CPI convoca Meta para explicar lucros com crimes digitais

Senadores questionam a empresa sobre ganhos com golpes e conteúdo ilegal nas plataformas

A Comissão Parlamentar de Inquérito (CPI) do Crime Organizado do Senado convocou, nesta terça-feira (24), a empresa Meta, responsável pelo WhatsApp, Facebook e Instagram, para esclarecer os lucros que a multinacional dos Estados Unidos teria obtido com a ocorrência de crimes nas suas plataformas digitais.

O relator da CPI, senador Alessandro Vieira (MDB-SE), destacou que os lucros oriundos de anúncios relacionados a golpes e fraudes na internet geram bilhões de dólares, um montante que poderia incentivar a manutenção desses conteúdos nas redes.

“Ao que parece, a Meta tem dificultado a atuação das autoridades, pois, ao criptografar conteúdos, mesmo com alertas internos de que isso poderia favorecer o crime, a empresa optou por essa prática”, afirmou o relator.

Além disso, Vieira questionou se a Meta tem condições de identificar e barrar a divulgação de imagens de abuso sexual de crianças e adolescentes nas redes sociais, mencionando estudos que indicam o uso das plataformas para aliciar jovens.

“Um relatório de 2020 da Human Trafficking Institute apontou que o Facebook foi a plataforma mais utilizada por traficantes sexuais, sendo responsável por 65% dos casos de aliciamento de crianças”, ressaltou o senador.

A diretora da Meta, Yara Alves, não conseguiu responder com clareza se a empresa consegue identificar conteúdos de pornografia infantil para evitar sua disseminação.

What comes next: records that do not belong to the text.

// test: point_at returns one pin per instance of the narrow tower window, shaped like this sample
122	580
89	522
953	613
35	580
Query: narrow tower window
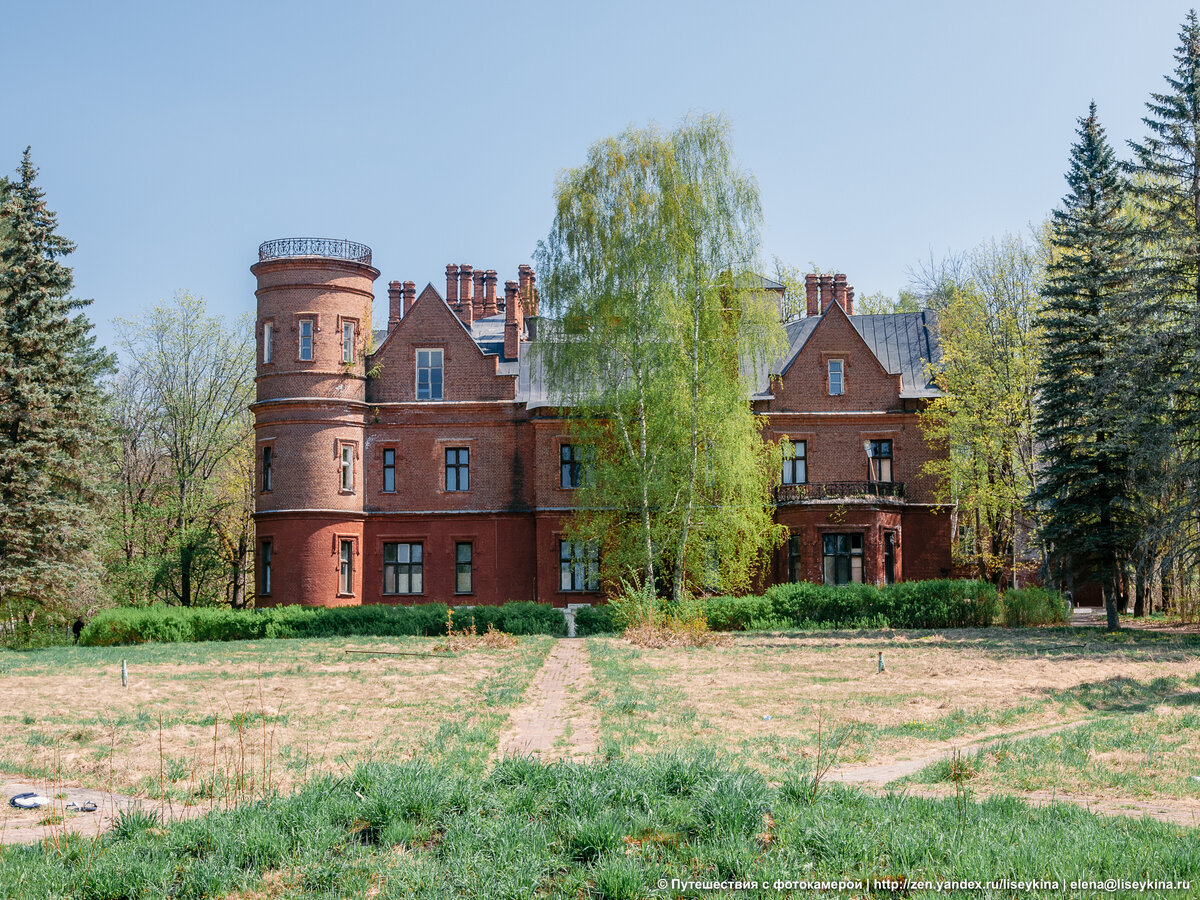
347	468
389	471
429	375
835	377
347	569
306	339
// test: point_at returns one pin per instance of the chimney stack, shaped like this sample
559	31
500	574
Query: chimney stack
514	321
463	286
490	293
811	295
826	292
395	309
479	294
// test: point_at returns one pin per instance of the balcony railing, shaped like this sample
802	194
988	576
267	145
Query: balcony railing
327	247
839	490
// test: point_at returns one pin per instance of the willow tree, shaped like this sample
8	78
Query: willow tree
659	335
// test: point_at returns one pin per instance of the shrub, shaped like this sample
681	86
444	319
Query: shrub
1035	606
593	621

“Não sei se nossas ferramentas de detecção proativa, utilizando metadados, são suficientes para impedir o compartilhamento de fotos, mas coloco a equipe da Meta à disposição desta Comissão”, disse.

Por outro lado, a dirigente enfatizou que combater a exploração sexual de crianças e adolescentes é uma prioridade para a multinacional, que implementou medidas para o controle das contas de adolescentes pelos pais.

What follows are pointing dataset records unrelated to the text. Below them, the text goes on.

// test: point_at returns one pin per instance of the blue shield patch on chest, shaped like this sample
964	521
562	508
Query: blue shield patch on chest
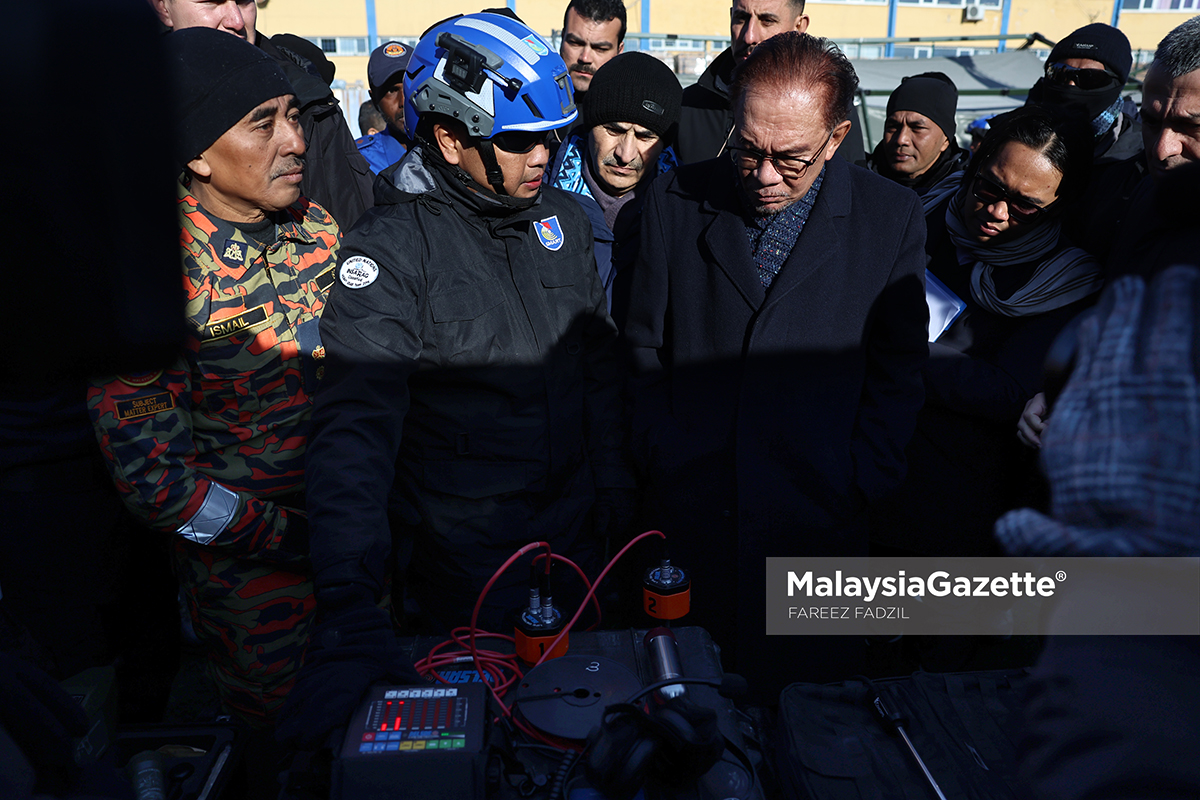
550	233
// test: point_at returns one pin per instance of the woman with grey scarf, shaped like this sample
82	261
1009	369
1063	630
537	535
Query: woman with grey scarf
997	246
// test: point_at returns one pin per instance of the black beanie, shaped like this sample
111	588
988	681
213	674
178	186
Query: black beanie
1098	42
219	79
635	88
930	94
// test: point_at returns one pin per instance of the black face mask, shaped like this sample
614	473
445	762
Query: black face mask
1084	104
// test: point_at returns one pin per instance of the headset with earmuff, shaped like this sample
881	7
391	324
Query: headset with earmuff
675	743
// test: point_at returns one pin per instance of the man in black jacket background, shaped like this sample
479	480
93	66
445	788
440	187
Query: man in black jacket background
336	174
707	116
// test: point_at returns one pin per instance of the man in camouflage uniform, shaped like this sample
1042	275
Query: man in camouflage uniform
213	447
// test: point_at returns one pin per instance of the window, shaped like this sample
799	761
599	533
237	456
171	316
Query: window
990	4
1159	5
676	44
342	44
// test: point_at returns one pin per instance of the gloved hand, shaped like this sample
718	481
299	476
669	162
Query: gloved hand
613	512
1123	452
352	648
41	719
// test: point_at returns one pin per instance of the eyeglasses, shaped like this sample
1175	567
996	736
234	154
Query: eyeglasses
1061	76
789	167
989	191
520	142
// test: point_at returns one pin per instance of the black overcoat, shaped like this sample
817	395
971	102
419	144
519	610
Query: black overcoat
767	420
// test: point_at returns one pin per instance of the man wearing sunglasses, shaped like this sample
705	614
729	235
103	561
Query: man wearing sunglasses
707	113
778	331
1084	78
474	388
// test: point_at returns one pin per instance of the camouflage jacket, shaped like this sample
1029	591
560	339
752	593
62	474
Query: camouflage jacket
201	447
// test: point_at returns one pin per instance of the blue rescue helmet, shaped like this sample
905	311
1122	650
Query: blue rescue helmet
492	73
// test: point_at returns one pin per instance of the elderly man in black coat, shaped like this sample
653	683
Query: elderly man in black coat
777	328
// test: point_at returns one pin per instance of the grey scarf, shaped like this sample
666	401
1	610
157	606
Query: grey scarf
1063	274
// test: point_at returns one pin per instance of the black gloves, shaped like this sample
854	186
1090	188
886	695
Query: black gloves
352	648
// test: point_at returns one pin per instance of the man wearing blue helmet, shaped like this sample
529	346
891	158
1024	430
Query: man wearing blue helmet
471	371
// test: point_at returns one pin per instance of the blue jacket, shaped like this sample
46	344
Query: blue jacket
567	173
381	150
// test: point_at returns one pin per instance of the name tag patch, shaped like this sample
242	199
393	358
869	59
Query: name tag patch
550	233
138	407
358	271
231	325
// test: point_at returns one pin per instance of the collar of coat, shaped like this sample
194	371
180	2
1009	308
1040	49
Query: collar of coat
724	227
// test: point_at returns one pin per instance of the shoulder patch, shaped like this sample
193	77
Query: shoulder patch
358	271
138	407
325	280
234	252
550	233
139	378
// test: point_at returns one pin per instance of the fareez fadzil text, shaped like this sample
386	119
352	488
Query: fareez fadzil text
936	584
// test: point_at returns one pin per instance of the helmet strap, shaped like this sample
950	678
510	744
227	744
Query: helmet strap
495	175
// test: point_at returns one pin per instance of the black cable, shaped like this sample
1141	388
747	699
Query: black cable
564	768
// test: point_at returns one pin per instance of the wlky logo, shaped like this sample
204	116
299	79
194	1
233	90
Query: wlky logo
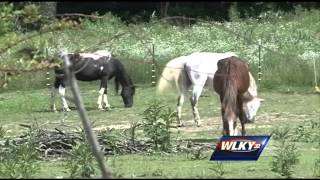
239	148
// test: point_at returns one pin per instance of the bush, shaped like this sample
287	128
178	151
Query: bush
19	161
285	159
156	125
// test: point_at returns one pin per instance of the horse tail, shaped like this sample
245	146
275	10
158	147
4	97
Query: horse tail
171	73
231	92
116	82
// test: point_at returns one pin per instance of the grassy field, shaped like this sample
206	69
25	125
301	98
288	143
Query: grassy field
288	108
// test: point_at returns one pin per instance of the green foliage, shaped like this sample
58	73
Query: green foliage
316	170
112	138
288	34
6	18
285	159
80	162
218	169
2	132
156	125
19	161
281	133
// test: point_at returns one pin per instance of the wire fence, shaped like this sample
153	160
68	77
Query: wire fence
147	71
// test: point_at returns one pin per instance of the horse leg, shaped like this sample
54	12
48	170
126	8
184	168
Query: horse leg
62	92
194	103
103	94
241	115
105	100
53	97
100	98
179	108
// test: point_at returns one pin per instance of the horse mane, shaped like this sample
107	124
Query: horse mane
230	96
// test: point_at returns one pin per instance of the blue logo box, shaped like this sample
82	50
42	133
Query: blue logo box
239	148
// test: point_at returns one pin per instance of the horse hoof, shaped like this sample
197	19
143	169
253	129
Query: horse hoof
67	109
181	125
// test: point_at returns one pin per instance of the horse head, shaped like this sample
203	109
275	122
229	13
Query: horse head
127	95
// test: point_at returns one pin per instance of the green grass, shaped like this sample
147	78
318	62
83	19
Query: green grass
278	110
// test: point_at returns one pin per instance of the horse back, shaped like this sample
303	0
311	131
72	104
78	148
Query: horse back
232	70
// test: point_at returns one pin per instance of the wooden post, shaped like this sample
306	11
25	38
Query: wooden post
90	135
259	65
153	74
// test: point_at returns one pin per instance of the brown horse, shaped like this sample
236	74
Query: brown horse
231	81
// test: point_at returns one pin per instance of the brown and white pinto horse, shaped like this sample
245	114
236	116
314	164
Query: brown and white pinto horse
231	81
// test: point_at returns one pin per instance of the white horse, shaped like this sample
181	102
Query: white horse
197	70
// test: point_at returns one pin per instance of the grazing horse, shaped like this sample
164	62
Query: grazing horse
99	65
197	70
231	81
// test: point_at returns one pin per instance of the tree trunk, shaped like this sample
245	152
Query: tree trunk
164	6
48	9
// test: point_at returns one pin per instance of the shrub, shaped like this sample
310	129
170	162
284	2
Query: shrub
156	125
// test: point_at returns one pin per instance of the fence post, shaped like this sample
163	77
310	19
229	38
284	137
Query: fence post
259	65
153	74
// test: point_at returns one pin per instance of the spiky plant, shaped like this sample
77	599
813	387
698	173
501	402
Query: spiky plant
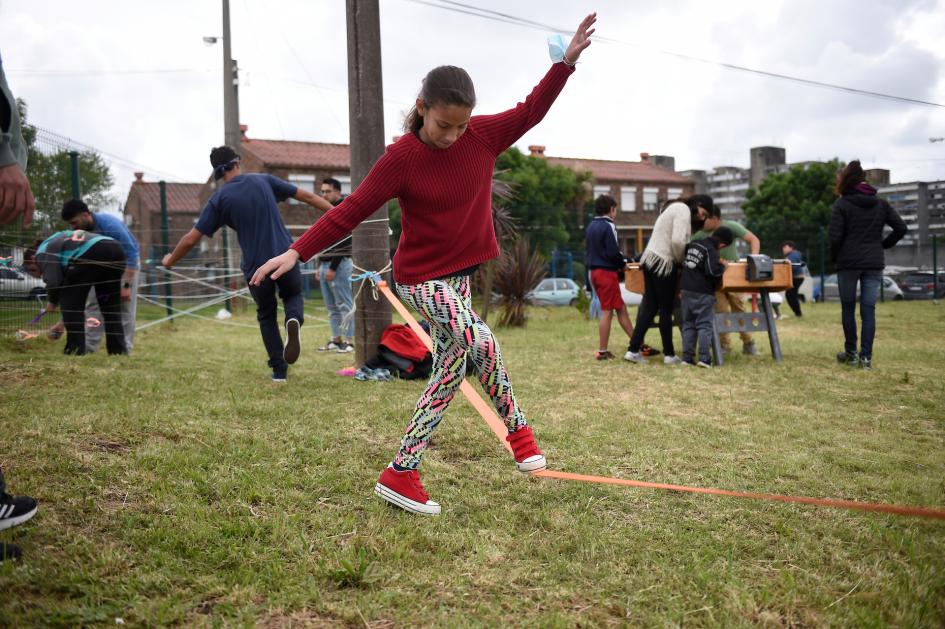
518	271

“O tema de crianças e adolescentes é de alta prioridade na Meta, com diversas equipes dedicadas nas áreas de produto, compliance, jurídico e operações”, declarou.

A diretora também não soube responder a perguntas específicas dos senadores sobre limites da criptografia e o uso de algoritmos nas redes sociais em relação a conteúdos políticos.

A falta de clareza em algumas questões fez com que o relator solicitasse a convocação novamente do diretor-geral da Meta no Brasil, Conrado Leister.

“A empresa alegou que a senhora teria condições de atender a CPI. Vamos entender que foi um erro de avaliação e reiterar a convocação do diretor-geral”, concluiu o relator.

Com informações da Agência Brasil – Política, Lucas Pordeus León/Agência Brasil.